Avis du CESE au sujet du projet de loi Projet de loi n°103-12 relative aux établissements de crédit et organismes assimilés


 



Avis
Version française   النسخة العربية​​ 


 



Synth​èse

 

Le secteur des établissements de crédit et organismes assimilés joue un rôle clé dans l’économie marocaine et peut être considéré comme l’un des moteurs du développement du pays en sa qualité de principale source de financement de l’économie et par conséquent de croissance et de création d’emplois. Les réformes qu’a connues le secteur financier marocain, articulées autour d’un ensemble de lois impactant le système financier (marché des capitaux, titrisation, opérations à termes, etc.), traduisent la volonté de modernisation et de régulation du secteur en vue de faire face aux enjeux nationaux de croissance économique et de développement, et de répondre aux exigences de bonne gouvernance et de gestion des risques systémiques.

Par ailleurs, la crise financière internationale a démontré la forte résilience du système financier marocain, acquise grâce au dispositif légal et réglementaire mis en place et à la supervision rigoureuse de Bank Al Maghrib.

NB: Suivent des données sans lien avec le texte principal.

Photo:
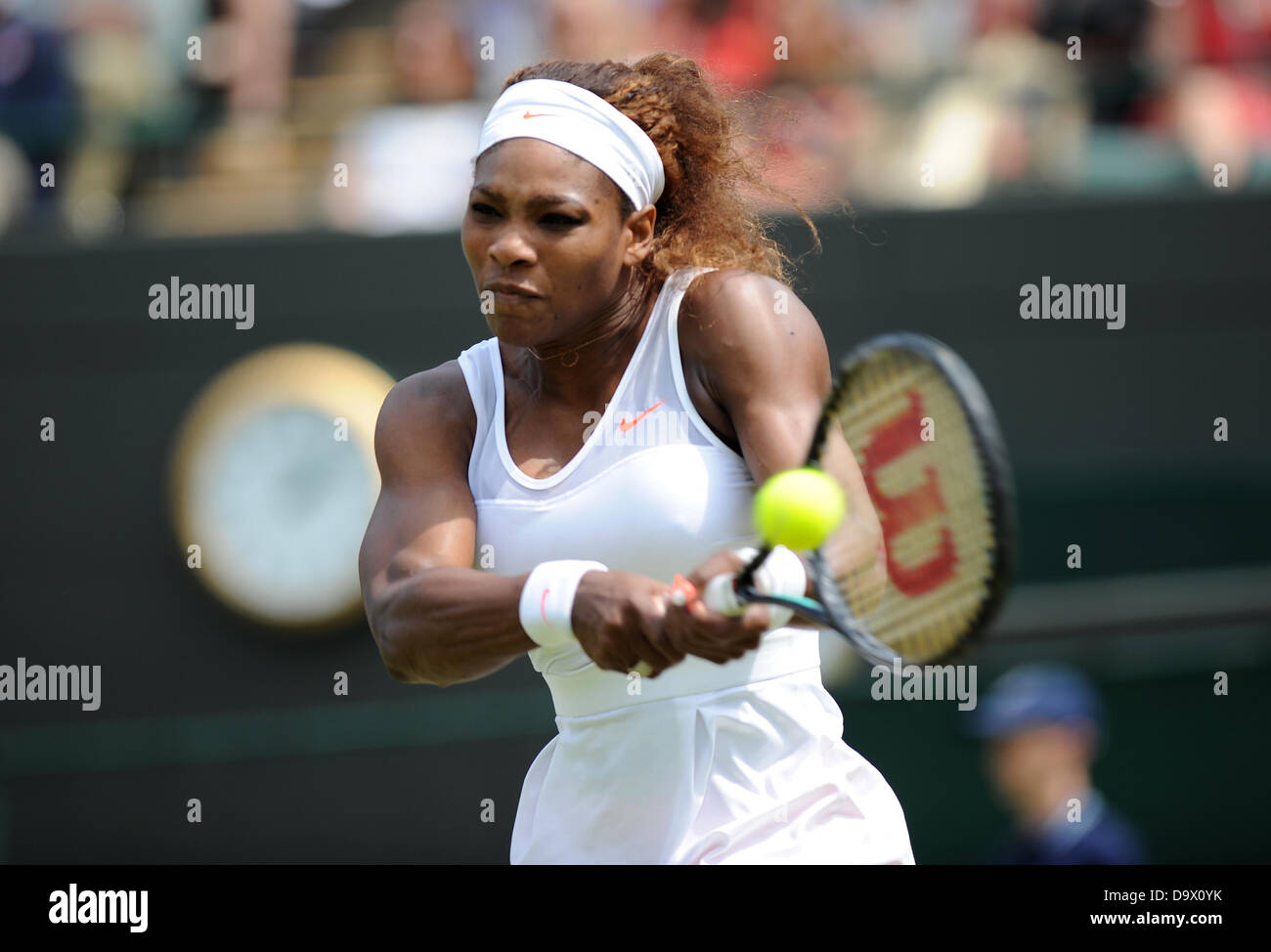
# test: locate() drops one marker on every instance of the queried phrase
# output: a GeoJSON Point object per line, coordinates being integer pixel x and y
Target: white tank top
{"type": "Point", "coordinates": [652, 491]}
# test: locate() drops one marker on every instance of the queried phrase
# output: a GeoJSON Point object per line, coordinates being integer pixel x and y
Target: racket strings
{"type": "Point", "coordinates": [931, 495]}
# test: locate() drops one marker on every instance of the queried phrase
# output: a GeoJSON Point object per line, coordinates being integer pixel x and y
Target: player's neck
{"type": "Point", "coordinates": [585, 368]}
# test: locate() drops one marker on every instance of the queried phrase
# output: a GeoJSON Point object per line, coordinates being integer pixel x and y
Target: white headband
{"type": "Point", "coordinates": [581, 122]}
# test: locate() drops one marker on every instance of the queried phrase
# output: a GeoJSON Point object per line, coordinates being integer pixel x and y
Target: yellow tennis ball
{"type": "Point", "coordinates": [799, 508]}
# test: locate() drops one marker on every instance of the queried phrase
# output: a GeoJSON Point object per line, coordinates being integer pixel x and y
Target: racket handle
{"type": "Point", "coordinates": [717, 596]}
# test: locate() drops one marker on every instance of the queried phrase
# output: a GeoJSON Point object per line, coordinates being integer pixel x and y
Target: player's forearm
{"type": "Point", "coordinates": [445, 626]}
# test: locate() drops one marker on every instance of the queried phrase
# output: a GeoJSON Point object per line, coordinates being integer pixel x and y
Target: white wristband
{"type": "Point", "coordinates": [547, 600]}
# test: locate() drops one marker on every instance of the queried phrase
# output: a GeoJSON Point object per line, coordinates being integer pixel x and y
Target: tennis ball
{"type": "Point", "coordinates": [799, 508]}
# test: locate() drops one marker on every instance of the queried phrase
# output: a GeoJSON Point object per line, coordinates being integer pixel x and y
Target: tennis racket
{"type": "Point", "coordinates": [927, 441]}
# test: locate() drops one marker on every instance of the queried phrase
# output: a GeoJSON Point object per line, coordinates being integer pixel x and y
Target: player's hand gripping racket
{"type": "Point", "coordinates": [933, 460]}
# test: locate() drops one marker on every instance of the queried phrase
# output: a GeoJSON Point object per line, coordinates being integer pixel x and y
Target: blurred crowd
{"type": "Point", "coordinates": [232, 115]}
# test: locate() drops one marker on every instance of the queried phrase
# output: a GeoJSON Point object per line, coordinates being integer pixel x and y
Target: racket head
{"type": "Point", "coordinates": [945, 504]}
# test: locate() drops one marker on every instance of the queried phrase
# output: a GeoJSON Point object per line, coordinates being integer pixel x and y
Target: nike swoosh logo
{"type": "Point", "coordinates": [628, 423]}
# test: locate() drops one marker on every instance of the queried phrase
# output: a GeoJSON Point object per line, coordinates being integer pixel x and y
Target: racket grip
{"type": "Point", "coordinates": [719, 595]}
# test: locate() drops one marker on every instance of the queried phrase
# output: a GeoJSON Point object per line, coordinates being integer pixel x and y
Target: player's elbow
{"type": "Point", "coordinates": [401, 648]}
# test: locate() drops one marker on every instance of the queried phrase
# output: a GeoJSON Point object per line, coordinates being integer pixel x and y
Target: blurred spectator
{"type": "Point", "coordinates": [411, 164]}
{"type": "Point", "coordinates": [922, 103]}
{"type": "Point", "coordinates": [732, 38]}
{"type": "Point", "coordinates": [1041, 727]}
{"type": "Point", "coordinates": [37, 112]}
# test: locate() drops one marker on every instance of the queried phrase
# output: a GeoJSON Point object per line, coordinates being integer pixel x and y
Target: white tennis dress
{"type": "Point", "coordinates": [736, 762]}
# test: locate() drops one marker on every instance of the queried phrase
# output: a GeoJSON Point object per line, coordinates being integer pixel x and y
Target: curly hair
{"type": "Point", "coordinates": [703, 218]}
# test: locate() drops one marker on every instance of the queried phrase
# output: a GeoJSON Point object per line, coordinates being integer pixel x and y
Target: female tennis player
{"type": "Point", "coordinates": [648, 368]}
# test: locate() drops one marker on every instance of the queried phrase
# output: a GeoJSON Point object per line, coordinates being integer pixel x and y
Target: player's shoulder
{"type": "Point", "coordinates": [427, 413]}
{"type": "Point", "coordinates": [744, 318]}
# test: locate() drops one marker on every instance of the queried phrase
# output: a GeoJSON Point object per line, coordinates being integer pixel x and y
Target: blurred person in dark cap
{"type": "Point", "coordinates": [1041, 728]}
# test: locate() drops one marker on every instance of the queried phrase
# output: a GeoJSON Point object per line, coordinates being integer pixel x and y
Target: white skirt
{"type": "Point", "coordinates": [757, 773]}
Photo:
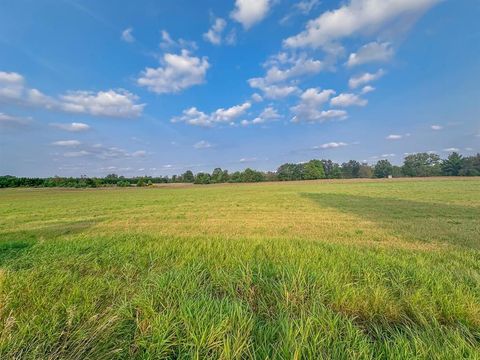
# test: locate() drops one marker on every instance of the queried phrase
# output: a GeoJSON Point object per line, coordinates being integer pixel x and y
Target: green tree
{"type": "Point", "coordinates": [313, 170]}
{"type": "Point", "coordinates": [332, 170]}
{"type": "Point", "coordinates": [202, 178]}
{"type": "Point", "coordinates": [422, 164]}
{"type": "Point", "coordinates": [471, 166]}
{"type": "Point", "coordinates": [188, 177]}
{"type": "Point", "coordinates": [383, 169]}
{"type": "Point", "coordinates": [350, 169]}
{"type": "Point", "coordinates": [452, 165]}
{"type": "Point", "coordinates": [365, 171]}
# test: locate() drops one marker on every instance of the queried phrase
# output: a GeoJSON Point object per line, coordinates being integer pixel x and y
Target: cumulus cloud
{"type": "Point", "coordinates": [178, 72]}
{"type": "Point", "coordinates": [203, 144]}
{"type": "Point", "coordinates": [214, 34]}
{"type": "Point", "coordinates": [67, 143]}
{"type": "Point", "coordinates": [367, 89]}
{"type": "Point", "coordinates": [110, 103]}
{"type": "Point", "coordinates": [365, 78]}
{"type": "Point", "coordinates": [250, 12]}
{"type": "Point", "coordinates": [359, 17]}
{"type": "Point", "coordinates": [330, 145]}
{"type": "Point", "coordinates": [309, 108]}
{"type": "Point", "coordinates": [73, 127]}
{"type": "Point", "coordinates": [13, 121]}
{"type": "Point", "coordinates": [268, 114]}
{"type": "Point", "coordinates": [372, 52]}
{"type": "Point", "coordinates": [195, 117]}
{"type": "Point", "coordinates": [347, 99]}
{"type": "Point", "coordinates": [127, 35]}
{"type": "Point", "coordinates": [102, 152]}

Toutefois, et en dépit des progrès du secteur bancaire marocain au cours de ces dernières années, il demeure encore difficile d’accès pour le financement aux PME et TPE et davantage orienté vers le financement de la consommation que vers l’activité de financement des investissements et de la production.

 

C’est dans ce contexte qu’intervient le projet de loi n°103-12 portant sur la loi bancaire qui comporte 196 articles et dont les principaux apports peuvent être résumés comme suit :

  1. L’introduction de nouvelles dispositions relatives aux associations de micro-crédit et banques offshore, lesquelles, tout en restant régies par leurs textes spécifiques, seront soumises aux dispositions de la loi bancaire relatives à l’octroi et au retrait d’agrément, à la réglementation prudentielle et comptable et au régime des sanctions ;

  2. L’introduction du statut d’établissements de paiement habilités à effectuer des opérations de paiement et englobant les sociétés de transfert de fonds régies par la loi en vigueur, et le développement de dispositions relatives à la définition des conglomérats financiers et à leur surveillance ;

  3. L’introduction d’un cadre légal et réglementaire pour l’encadrement de l’activité de commercialisation des produits et services de banques participatives dans le secteur bancaire marocain ;

  4. L’instauration d’un cadre de surveillance macro-prudentielle et de gestion des crises systémiques et l’introduction de nouvelles règles de gouvernance du secteur bancaire ;

  5. La mise en conformité de la loi bancaire avec d’autres textes législatifs par sa mise en adéquation avec la loi sur la protection du consommateur, celles de lutte contre le blanchiment et sur la concurrence, et celle relative à la protection des données privées ;

  6. La mise en place de passerelles entre Bank Al Maghrib et le Conseil de la Concurrence qui pourrait émettre des avis concernant les situations de fusions relatives aux établissements de crédit.


 

Le projet de nouvelle loi bancaire suscite des préoccupations partagées par plusieurs membres de la commission du CESE en charge de ce projet d’avis et par plusieurs acteurs auditionnés quant à sa cohérence avec les autres textes législatifs et à sa portée économique et sociale ; lesquelles ont été analysées et peuvent être regroupées autour des enjeux ci-après :

 

  • Enjeu de développement et de financement de l’économie ;

  • Enjeu d’encadrement réglementaire et de cohésion du cadre juridique et institutionnel ;

  • Gestion des risques, règles de supervision bancaire et exigences de transparence ;

  • Concurrence dans le secteur bancaire et articulation entre le rôle de Bank Al Maghrib et celui du Conseil de la Concurrence ;

  • Protection des consommateurs ;

  • Enjeu de l’inclusion financière ;

  • Gouvernance des banques.

 

A noter que, s’agissant des banques participatives, le Conseil Economique, Social et Environnemental enregistre positivement le choix de l’unicité du référentiel religieux et de la responsabilité exclusive conférée au Conseil Supérieur des Oulémas d’émettre les avis de conformité. Cette démarche traduit les principes fondamentaux portés par la Constitution du Maroc et constitue une approche nouvelle qui le distingue des autres pays où la responsabilité des avis de conformité est confiée à des comités dont les membres sont nommés par les institutions bancaires elles-mêmes. Elle présente ainsi l’avantage d’éviter l’ambigüité, la multiplication des références et les conflits d’intérêts. 

 

Le CESE a concentré son avis sur l’analyse des dispositions du projet de loi, et s’est attaché à répondre, à travers les recommandations émises, aux différents enjeux liés à sa mise en œuvre effective.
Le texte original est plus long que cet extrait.